As 2010 winds down, I was looking in my \\SERVER\Photos\2000 folder and reminiscing about how old and fat I am and how young and thin my wife is, when I noticed how different the folder sizes were. I noticed the sizes of the photos, their pixel sizes and the camera that created them.
Here's some observations, calculations and comments from a guy who has 12 years of family life in digital form. I'm curious of your observations of your own media as well, Dear Reader.

Or, if you like charts with callouts:
Or, if you're not into the whole brevity thing:
In the Old Days
I started with a Kodak DC265 Camera. This camera used Compact Flash cards and created JPG files at 1536x1024 (1.5 megapixels!) that were an average of 300k in size.
I took a massive 263 megs of photos in 1999.
Here's an example shot from that camera, un-retouched. Click for full size.
I used this camera until June 22nd, 2003 (according to the EXIF data embedded in my photos) when I got a Casio EX-Z3. My very first picture with this camera was of my wife across the camera at me. It was numbered CIMG0001.JPG ;) and it was 2048x1536 and a whopping full megabyte in size. This was a 3.2 megapixel camera.
2003 was the first year my yearly photo folder nearly reached a gig in size.
Here's an example shot from that camera, un-retouched. Click for full size.
The Kinda Modern Era
My first son was born at the end of 2005 and I upgraded to a Casio Exilim EX-Z750 (I like small pocket cameras) to take pics of him. The EX-Z750 was 7.2 megapixels and created pictures that were 3072x2304 and about 3 megs in size. I remember being blown away by this camera.
The number of photos I took in my son's first year nearly doubled the previous year and the 2006 folder alone is almost 10gigs.
Here's an example shot from that camera, un-retouched. Click for full size.

As they say about babies, the first baby gets a million photos (or at least two thousand) and the second baby gets less.
In fact, the year of baby #2 created over three thousand photos and that number goes up every year.
In 2008, I bought two cameras. First, a Canon EOS D40 in an attempt to "get serious" about photography. Two years later I still don't know how to make those cool photos where the person is in focus and everything else is blurry. Sigh.
The canon creates about 2-3 meg JPEG files (or RAW if you insist) that about are about 3008x2000. It's the best camera I've owned when I can get things in focus. I wish it was faster and that it was in my pocket.
Here's an example shot from a speedboat (for no other reason than speedboats are cool) using the Canon D40, un-retouched. Click for full size.

Second, a Fuji Finepix F70EXR which I regret buying.
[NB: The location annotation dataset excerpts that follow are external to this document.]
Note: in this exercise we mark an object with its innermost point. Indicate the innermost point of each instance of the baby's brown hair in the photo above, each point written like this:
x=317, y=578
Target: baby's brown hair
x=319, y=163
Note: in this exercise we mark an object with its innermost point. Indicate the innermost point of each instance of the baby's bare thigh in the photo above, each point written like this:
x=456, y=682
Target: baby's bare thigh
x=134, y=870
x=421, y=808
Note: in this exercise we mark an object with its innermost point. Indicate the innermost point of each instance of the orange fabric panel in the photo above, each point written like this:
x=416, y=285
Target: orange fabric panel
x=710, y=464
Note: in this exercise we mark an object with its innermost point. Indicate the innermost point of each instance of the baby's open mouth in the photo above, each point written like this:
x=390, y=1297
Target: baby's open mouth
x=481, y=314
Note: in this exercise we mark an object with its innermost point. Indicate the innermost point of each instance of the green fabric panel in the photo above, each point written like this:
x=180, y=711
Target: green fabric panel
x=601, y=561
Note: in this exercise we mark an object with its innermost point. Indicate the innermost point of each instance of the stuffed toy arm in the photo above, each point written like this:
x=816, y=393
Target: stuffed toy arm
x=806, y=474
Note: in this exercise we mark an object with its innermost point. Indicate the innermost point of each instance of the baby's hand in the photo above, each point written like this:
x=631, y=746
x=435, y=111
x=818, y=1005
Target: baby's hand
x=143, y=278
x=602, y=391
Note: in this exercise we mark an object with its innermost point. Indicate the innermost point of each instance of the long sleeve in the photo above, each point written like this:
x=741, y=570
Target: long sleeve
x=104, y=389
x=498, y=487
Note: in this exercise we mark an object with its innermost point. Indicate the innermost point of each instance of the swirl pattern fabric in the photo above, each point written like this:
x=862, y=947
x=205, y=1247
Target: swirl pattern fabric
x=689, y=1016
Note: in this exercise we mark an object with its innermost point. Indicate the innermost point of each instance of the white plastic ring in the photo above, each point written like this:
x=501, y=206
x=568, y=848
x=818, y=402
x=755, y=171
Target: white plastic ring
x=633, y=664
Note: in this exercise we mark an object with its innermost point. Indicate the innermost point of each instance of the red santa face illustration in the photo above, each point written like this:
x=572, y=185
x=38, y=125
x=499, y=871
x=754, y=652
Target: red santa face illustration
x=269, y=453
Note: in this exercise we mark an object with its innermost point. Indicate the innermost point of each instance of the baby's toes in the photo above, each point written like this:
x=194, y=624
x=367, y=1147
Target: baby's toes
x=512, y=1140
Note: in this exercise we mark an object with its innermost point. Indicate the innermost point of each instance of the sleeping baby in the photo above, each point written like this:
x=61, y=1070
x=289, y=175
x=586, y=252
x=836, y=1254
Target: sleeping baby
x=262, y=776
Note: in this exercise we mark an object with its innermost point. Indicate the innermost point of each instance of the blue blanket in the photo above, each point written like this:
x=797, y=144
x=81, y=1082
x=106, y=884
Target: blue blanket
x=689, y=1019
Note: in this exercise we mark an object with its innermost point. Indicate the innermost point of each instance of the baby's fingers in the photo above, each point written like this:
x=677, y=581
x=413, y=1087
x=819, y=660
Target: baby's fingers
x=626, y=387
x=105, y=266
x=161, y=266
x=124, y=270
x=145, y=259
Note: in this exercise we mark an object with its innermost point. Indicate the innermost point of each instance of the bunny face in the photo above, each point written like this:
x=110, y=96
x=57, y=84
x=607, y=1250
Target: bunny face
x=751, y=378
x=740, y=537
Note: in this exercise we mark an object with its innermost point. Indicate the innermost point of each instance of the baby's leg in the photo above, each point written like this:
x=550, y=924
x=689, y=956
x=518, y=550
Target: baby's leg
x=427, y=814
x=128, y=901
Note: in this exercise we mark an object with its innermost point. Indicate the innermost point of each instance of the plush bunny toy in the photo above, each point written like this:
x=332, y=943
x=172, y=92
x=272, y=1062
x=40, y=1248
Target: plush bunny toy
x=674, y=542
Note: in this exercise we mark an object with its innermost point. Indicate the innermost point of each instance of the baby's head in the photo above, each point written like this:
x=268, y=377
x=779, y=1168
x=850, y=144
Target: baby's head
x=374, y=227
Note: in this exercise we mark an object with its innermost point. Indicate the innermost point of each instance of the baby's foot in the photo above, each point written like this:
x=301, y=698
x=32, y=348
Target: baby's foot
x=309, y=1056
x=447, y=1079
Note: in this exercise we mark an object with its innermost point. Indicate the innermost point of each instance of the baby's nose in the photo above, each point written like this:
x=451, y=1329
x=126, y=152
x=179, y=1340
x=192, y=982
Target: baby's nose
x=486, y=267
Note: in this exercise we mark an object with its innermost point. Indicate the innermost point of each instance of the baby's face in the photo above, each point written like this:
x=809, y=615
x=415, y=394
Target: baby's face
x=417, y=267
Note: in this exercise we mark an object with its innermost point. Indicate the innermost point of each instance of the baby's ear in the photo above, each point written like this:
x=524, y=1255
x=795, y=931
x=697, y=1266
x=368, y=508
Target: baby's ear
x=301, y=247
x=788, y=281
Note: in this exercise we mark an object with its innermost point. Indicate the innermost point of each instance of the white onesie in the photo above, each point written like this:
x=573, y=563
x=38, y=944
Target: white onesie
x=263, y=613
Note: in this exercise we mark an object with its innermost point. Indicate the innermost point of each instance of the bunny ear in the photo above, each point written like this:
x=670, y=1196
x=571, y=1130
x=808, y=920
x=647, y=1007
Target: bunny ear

It's a 10 megapixel and is the smalled 10x optical zoom (that I never use) and makes photos of 3616x2712 that are about 4 megs each. However, it has horrific low-light support (as do most point-and-shoots) and it's grainy as heck. It's a mess. I intend to replace it with a Canon PowerShot S95 as soon as my wife "releases the funds."
Here's a shot from the Fuji. Click for full size.

2010 The Year of the Wi-fi Memory Card
In 2010 I collected over 6500 photos totaling 20gigs. I am not a photographer or a photography enthusiast. I'm just a dude with a good lookin' family that I like to take pictures of.
I attribute this "success" to three things:
- Three good quality cameras were available at any time.
- The iPhone 4 has a great little 5 megapixel camera. Having this in my pocket (or any phone with a 5Mb camera) meant I took more pictures in the moment.
- The Canon EOS D40 (a slightly "prosumer" DSLR) meant I tried harder to be a photographer
- The Eye-Fi Wi-Fi SD Card in my Fuji Finepix F70EXR meant that digital photos showed up on my server as soon as the camera got within my home's wireless cloud.
However:
The #1 most significant purchase for me photography-wise in 2010 was an Eye-Fi Pro Wi-Fi SD Card. It removed the "go download the photos to computer step."
No joke, this card is amazing. You take photos and whenever the card is in range of wi-fi it'll geo-tag your photos and drop them in a folder. The wife is bananas over this card. Read (watch) my review.
I'm creating more media year over year. This post doesn't touch on video, but let's just say that I captured my FIRST digital video file on June 23rd, 2003. It was one megabyte, about 320x240 at 15fps. Today, everything I capture is 1280x720p at 30fps and I don't even think about file size.